プレスシートのイントロダクションによると、艋舺は「台北市西部の最も古くから拓けていた下町の名で、現在の地図では一般に『萬華』(万華)と記されている地域。東京で例えれば、浅草に歌舞伎町の要素をミックスしたような性格を持つ。台北市繁栄の起源となった街であり、寺と仏具街、そして歓楽街(当局公認の赤線地帯を含む)が並存。同時に極道たちがそこで縄張り争いを繰り広げてもいた」とのことだ。スクリーン上で見るモンガの街で目につくのは、道路や路地の狭さ。2005年3月13日~16日に私が台湾を旅行した時にも感じたが、中国(大陸)の広大さに比べると、台湾は日本以上に狭い国であることが実感できる。
他方、本作が描く時代は1986年。日本では中曽根内閣下での不動産バブルの絶頂期だが、台湾のモンガでは?私はこの時代のモンガに赤線地帯があったことを知ってビックリ!小学校の同級生にそっくりだという、顔に青あざを持つ娼婦・シャオニン(クー・ジャーヤン)とモスキートとの「純愛」の様子を見ていると、その雰囲気は五木寛之の小説『青春の門』が描いた昭和29年(1954年)当時の新宿2丁目とそっくりだ。2時間21分の長尺となった本作では、後半になるにしたがって濃さを増していく面白いストーリーとともに、日本に対してきわめて友好的な感情を持つ国台湾のモンガという街にもしっかり興味を持ってもらいたい。
<極道にも、「古いタイプ」と「新しいタイプ」が・・・>
日本でもヤクザ映画の名作は多いが、そこでよく描かれるのが、日本刀にこだわりあくまで任侠道を追求する「古いタイプ」の極道と、ヤク、女、その他何でも金になるビジネスなら手を出す「新しいタイプ」の極道の対立。新旧両タイプの極道が義兄弟並みに仲良くしているのは、勝新太郎と田宮二郎の『悪名』シリーズくらいのものだ。
そういう視点で本作を見ると、ゲタ一つで刀を持つ敵を倒したことからゲタ親分の異名をとるドラゴンの父親は、典型的な古いタイプの極道。「卒業旅行」と称して5人の義兄弟が激しい武闘訓練を受けた「山合宿」でも、ゲタ親分は「銃を使うのは邪道。極道はあくまで腕と刀で闘うものだ」と教えていた。わからないでもないが、1980年代後半ともなれば、それはあまりにも時代遅れ?

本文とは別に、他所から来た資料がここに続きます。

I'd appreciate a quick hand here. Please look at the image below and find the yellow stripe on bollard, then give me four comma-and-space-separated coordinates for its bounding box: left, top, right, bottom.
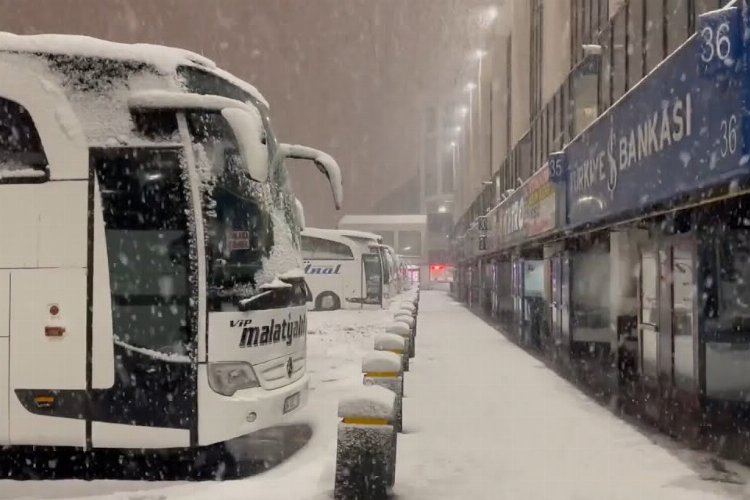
343, 418, 388, 425
365, 372, 401, 378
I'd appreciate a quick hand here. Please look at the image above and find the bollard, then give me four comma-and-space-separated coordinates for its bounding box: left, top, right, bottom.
393, 311, 414, 329
362, 350, 408, 432
393, 316, 417, 358
385, 321, 416, 362
393, 311, 417, 358
333, 386, 398, 500
375, 333, 409, 384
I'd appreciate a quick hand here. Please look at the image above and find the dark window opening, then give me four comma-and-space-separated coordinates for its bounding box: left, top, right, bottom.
0, 97, 49, 183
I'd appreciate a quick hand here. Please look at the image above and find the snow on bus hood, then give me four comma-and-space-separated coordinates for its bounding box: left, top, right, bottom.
0, 32, 216, 73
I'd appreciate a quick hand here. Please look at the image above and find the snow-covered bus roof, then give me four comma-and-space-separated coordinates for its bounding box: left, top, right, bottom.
338, 214, 427, 228
0, 31, 268, 107
302, 227, 383, 242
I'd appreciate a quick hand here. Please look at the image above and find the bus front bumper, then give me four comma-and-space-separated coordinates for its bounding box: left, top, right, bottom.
198, 365, 310, 446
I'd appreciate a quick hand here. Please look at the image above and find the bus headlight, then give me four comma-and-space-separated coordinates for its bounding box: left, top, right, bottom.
208, 362, 260, 396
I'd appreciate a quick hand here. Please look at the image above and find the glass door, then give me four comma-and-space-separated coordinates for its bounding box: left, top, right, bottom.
639, 249, 659, 381
671, 242, 697, 391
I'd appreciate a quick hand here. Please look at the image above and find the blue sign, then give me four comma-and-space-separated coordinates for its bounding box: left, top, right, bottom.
547, 151, 568, 183
564, 8, 750, 227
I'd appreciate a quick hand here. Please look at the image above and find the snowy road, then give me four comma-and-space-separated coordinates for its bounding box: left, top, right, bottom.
0, 292, 750, 500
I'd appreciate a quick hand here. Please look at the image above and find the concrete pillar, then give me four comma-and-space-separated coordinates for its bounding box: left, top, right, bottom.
609, 229, 648, 348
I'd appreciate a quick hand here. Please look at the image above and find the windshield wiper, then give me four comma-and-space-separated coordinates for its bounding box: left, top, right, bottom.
237, 290, 275, 311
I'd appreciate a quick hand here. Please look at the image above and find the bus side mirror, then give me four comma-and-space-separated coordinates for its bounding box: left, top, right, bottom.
294, 198, 305, 231
221, 108, 268, 182
273, 144, 344, 210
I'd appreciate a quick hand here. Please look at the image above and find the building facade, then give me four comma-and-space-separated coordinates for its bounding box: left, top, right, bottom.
452, 0, 750, 451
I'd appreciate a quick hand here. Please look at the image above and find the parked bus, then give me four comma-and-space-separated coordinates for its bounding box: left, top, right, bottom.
302, 228, 384, 311
371, 243, 402, 298
0, 33, 342, 449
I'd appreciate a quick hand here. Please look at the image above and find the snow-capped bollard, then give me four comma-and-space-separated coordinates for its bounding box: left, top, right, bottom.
385, 321, 415, 362
398, 301, 417, 314
393, 311, 414, 328
393, 316, 417, 358
362, 352, 408, 432
333, 385, 398, 500
375, 333, 409, 376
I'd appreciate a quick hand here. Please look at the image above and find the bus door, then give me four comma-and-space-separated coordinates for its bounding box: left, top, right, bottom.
361, 253, 383, 306
89, 147, 198, 448
560, 252, 571, 351
549, 255, 562, 344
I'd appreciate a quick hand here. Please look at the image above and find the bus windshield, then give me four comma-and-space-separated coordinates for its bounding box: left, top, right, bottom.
187, 110, 273, 310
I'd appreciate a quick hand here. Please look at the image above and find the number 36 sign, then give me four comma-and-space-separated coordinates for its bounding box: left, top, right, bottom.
698, 7, 742, 76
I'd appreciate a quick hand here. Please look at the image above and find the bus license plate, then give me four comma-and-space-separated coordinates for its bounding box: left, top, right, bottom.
284, 392, 299, 413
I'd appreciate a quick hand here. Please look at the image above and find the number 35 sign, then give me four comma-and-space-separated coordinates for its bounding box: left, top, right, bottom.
698, 7, 742, 76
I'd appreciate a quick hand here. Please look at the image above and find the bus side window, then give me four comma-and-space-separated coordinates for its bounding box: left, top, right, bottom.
0, 97, 49, 184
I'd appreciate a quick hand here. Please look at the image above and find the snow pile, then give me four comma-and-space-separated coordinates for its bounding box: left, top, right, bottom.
393, 314, 414, 328
0, 32, 216, 73
338, 384, 396, 420
362, 351, 401, 373
279, 267, 305, 280
375, 333, 404, 351
258, 277, 292, 290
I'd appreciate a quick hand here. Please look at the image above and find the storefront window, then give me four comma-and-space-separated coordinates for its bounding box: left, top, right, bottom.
612, 9, 627, 101
398, 231, 422, 255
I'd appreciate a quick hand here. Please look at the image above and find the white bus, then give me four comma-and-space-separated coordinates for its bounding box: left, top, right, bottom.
0, 33, 342, 449
373, 243, 402, 298
302, 228, 383, 311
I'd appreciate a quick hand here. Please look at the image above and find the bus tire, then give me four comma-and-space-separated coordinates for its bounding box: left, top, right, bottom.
315, 292, 341, 311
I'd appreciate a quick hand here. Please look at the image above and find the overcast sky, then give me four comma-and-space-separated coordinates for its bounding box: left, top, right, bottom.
0, 0, 506, 226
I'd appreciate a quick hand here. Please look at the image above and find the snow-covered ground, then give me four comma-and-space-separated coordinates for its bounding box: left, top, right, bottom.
0, 292, 750, 500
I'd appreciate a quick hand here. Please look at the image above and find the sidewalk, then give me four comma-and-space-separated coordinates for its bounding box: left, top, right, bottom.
396, 292, 747, 500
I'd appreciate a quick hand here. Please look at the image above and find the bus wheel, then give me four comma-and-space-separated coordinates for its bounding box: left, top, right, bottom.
315, 292, 341, 311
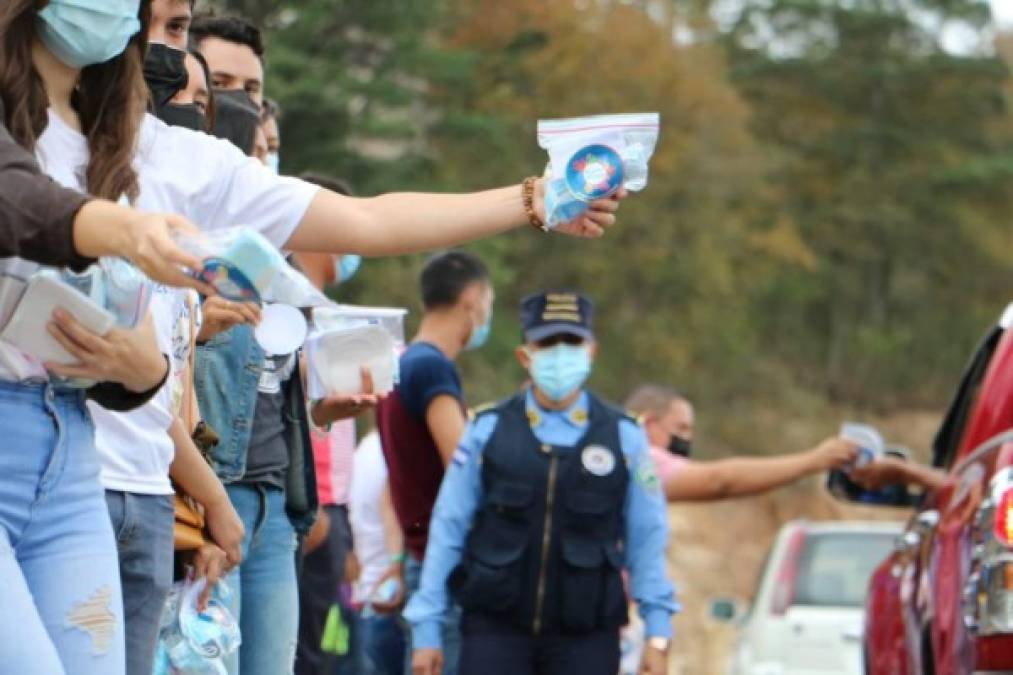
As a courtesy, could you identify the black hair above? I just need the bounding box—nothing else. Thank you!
[186,47,215,131]
[419,250,489,309]
[260,98,281,122]
[299,171,354,197]
[190,14,263,61]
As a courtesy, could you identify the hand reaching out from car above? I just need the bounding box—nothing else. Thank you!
[809,436,858,472]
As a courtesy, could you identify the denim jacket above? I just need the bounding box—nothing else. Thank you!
[193,325,319,534]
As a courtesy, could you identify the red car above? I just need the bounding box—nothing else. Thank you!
[850,305,1013,675]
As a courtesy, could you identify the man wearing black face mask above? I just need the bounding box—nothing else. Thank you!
[144,43,212,132]
[626,384,857,502]
[144,43,260,155]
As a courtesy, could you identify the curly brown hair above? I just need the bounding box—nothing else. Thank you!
[0,0,151,202]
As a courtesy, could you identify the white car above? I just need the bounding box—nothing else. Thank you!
[712,521,902,675]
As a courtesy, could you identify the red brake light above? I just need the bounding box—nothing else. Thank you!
[770,528,805,616]
[995,486,1013,546]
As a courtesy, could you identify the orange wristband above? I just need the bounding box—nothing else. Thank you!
[521,175,549,232]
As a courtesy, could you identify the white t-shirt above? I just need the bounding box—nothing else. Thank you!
[348,431,390,602]
[17,110,319,495]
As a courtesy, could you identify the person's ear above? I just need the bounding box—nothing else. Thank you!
[514,345,531,371]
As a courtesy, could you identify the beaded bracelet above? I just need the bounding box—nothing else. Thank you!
[521,175,549,232]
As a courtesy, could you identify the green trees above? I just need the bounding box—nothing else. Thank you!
[729,0,1013,402]
[209,0,1013,440]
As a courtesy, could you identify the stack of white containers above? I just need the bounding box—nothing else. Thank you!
[306,305,408,399]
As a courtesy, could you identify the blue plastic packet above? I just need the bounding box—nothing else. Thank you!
[154,579,242,675]
[177,226,332,307]
[538,113,659,229]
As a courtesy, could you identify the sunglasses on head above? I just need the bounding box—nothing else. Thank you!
[535,332,586,349]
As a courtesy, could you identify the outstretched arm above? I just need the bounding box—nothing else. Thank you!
[665,438,857,502]
[850,457,946,490]
[286,179,625,255]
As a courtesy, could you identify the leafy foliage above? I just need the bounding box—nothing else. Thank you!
[209,0,1013,447]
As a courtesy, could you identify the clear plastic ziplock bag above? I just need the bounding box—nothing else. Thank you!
[59,257,155,328]
[538,113,659,229]
[177,227,332,307]
[153,579,242,675]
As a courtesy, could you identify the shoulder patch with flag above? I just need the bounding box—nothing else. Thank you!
[633,456,660,494]
[451,446,468,466]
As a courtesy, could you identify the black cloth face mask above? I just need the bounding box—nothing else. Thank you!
[144,43,189,107]
[668,434,693,458]
[155,103,208,132]
[211,89,260,155]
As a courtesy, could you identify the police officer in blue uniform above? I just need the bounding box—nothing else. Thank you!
[404,293,678,675]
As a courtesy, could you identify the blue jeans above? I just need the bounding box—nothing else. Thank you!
[402,553,461,675]
[226,484,299,675]
[105,490,175,675]
[0,382,125,675]
[356,610,401,675]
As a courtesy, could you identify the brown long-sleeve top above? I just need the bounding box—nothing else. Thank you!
[0,100,168,410]
[0,101,94,271]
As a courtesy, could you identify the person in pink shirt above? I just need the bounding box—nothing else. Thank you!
[626,384,858,502]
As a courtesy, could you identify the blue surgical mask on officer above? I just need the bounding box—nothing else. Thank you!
[334,253,363,284]
[529,345,592,402]
[35,0,141,68]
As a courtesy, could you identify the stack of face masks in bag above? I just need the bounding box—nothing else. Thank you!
[154,579,242,675]
[538,113,658,229]
[0,257,154,387]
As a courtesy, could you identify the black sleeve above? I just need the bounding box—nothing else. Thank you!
[0,97,94,271]
[88,354,171,413]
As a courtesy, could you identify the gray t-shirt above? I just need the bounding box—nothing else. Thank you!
[242,354,298,490]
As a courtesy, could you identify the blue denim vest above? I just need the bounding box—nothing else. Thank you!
[193,325,319,533]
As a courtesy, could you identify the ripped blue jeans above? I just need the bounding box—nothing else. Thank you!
[0,381,125,675]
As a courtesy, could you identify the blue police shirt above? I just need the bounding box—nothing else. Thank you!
[404,389,680,649]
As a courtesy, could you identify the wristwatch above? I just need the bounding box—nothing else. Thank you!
[647,638,669,652]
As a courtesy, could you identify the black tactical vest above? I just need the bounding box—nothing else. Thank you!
[450,393,629,634]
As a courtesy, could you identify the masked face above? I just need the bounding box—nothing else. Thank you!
[528,343,592,402]
[144,43,189,107]
[212,89,260,155]
[464,309,492,352]
[35,0,141,68]
[668,434,693,458]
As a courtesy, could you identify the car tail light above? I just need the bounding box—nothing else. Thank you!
[994,484,1013,547]
[964,467,1013,636]
[770,528,805,616]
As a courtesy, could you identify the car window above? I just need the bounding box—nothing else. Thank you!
[792,532,897,607]
[932,326,1003,469]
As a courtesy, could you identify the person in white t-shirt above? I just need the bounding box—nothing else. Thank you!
[0,0,211,675]
[0,0,622,674]
[348,431,405,675]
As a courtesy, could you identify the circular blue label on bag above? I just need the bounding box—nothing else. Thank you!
[198,257,260,302]
[566,145,623,202]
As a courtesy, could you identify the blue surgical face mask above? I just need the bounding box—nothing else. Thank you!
[464,312,492,352]
[267,152,281,174]
[35,0,141,68]
[530,345,591,402]
[334,253,363,284]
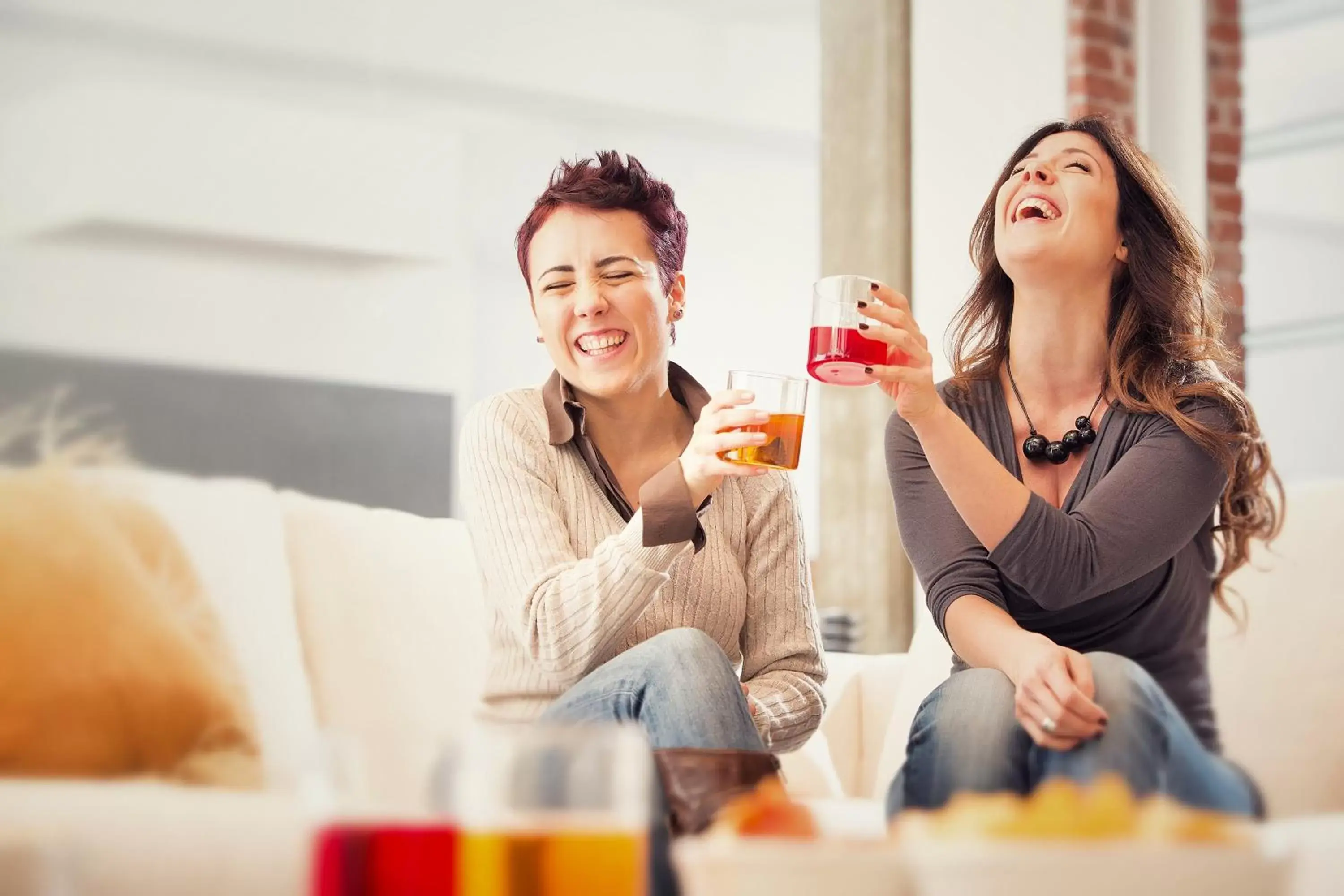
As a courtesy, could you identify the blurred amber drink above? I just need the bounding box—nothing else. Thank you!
[722,414,802,470]
[460,830,648,896]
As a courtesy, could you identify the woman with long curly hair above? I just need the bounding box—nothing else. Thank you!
[863,117,1282,814]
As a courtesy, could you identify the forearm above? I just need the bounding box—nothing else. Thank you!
[910,403,1031,551]
[746,670,825,752]
[943,594,1050,681]
[476,514,689,685]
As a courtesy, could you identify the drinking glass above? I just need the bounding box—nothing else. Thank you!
[808,274,902,386]
[308,731,458,896]
[722,371,808,470]
[439,723,655,896]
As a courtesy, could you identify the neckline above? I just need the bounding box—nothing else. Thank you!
[991,375,1117,510]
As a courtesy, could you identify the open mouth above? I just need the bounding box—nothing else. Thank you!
[574,329,629,358]
[1012,196,1060,223]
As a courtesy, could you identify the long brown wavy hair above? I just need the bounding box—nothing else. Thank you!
[952,116,1284,620]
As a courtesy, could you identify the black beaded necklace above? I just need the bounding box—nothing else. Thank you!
[1004,359,1106,463]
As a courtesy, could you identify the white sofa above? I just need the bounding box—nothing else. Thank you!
[0,473,1344,896]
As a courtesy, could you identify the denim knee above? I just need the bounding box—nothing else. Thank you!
[1086,650,1163,713]
[887,669,1030,815]
[910,669,1017,748]
[640,629,738,682]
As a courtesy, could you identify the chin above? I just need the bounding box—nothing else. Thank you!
[566,363,646,398]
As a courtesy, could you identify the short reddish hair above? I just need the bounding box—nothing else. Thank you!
[513,149,685,294]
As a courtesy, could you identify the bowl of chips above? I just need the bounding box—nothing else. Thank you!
[890,776,1290,896]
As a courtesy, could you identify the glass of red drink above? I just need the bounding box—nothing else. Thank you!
[808,274,900,386]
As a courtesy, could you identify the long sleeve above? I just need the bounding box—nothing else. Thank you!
[887,414,1008,637]
[461,395,691,686]
[989,407,1227,610]
[742,473,827,752]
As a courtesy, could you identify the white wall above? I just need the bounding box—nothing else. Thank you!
[1241,7,1344,483]
[910,0,1067,379]
[1134,0,1208,233]
[0,0,820,520]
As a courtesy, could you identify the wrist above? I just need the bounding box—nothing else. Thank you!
[906,394,954,438]
[999,631,1055,685]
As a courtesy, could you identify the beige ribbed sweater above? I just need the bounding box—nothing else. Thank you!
[461,390,827,751]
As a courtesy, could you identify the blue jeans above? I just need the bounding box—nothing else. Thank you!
[887,653,1263,818]
[540,629,765,896]
[542,629,765,751]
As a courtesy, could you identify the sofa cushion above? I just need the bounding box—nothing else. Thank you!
[97,469,317,787]
[0,780,313,896]
[281,491,487,807]
[868,592,952,799]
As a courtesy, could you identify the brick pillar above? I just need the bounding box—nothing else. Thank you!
[1206,0,1245,382]
[1068,0,1136,133]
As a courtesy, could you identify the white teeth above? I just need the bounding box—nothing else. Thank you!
[1012,196,1059,220]
[579,333,625,353]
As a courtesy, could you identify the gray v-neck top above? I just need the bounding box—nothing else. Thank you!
[887,378,1227,751]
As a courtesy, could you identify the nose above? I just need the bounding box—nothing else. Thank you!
[1021,161,1055,184]
[574,282,609,317]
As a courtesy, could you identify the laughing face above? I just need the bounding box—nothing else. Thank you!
[995,130,1129,282]
[528,206,684,398]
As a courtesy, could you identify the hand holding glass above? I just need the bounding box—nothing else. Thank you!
[722,371,808,470]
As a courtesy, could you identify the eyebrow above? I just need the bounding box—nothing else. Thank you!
[536,255,640,280]
[1017,146,1101,168]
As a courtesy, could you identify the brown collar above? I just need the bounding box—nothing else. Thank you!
[542,362,710,445]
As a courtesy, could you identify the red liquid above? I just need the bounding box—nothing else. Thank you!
[312,823,458,896]
[808,327,906,386]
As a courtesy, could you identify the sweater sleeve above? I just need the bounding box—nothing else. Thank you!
[887,414,1008,638]
[989,407,1227,610]
[741,473,827,752]
[461,395,691,686]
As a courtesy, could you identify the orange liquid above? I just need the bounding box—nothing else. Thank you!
[722,414,802,470]
[460,830,648,896]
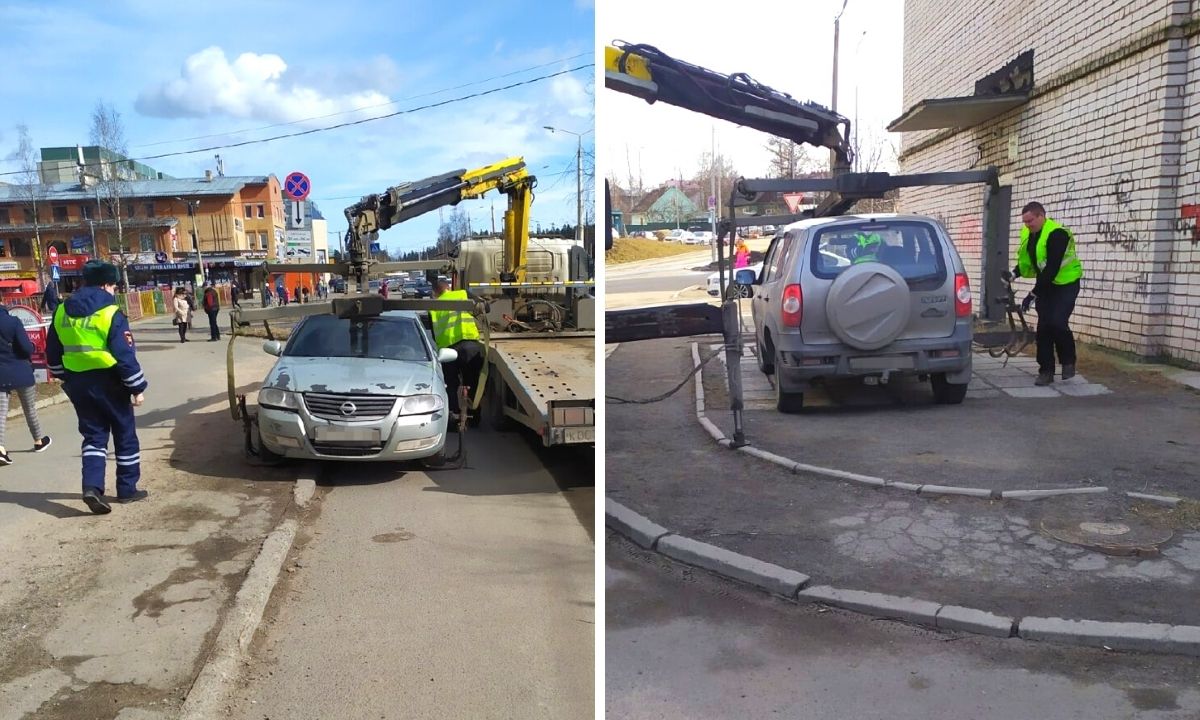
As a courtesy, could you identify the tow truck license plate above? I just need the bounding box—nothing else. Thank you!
[316,425,379,444]
[563,427,596,443]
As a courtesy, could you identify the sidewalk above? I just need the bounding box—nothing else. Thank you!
[0,317,293,719]
[606,340,1200,624]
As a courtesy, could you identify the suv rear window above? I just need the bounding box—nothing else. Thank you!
[810,221,946,287]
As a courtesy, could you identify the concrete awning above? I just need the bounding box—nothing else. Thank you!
[888,92,1030,132]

<前半の学園モノ(?)から、後半は本物の極道間抗争に>
他方、新しいタイプの極道がモスキートの母親の元恋人で、大陸系極道のウルフ(ニウ・チェンザー)。廟口組のゲタ親分と後壁厝のマサ親分との義兄弟の結束が固いとみた彼は、3年間の刑を終えて出所してきたばかりの後壁厝の狂犬・ブンケアン(ジェイソン・ワン)に狙いを定め、新しいビジネスモデルを提案したから、ブンケアンはまんまとその誘いに乗ることに。
そのため、本作前半は学園モノの韓国映画のような、若者たちの青春をぶつけ合うケンカ劇だったが、後半は一転して菅原文太や松方弘樹らが大活躍した東映「実録路線」を彷彿させる、血で血を洗う極道間抗争に変化していく。その最初の大事件は、何者かによってマサ親分が射殺されたこと。こりゃきっと、マサ親分がゲタ親分の意見どおりに、ウルフと手を結ぶことを拒否したことへの報復。直感的にゲタ親分はそう理解したが、さてその真相は?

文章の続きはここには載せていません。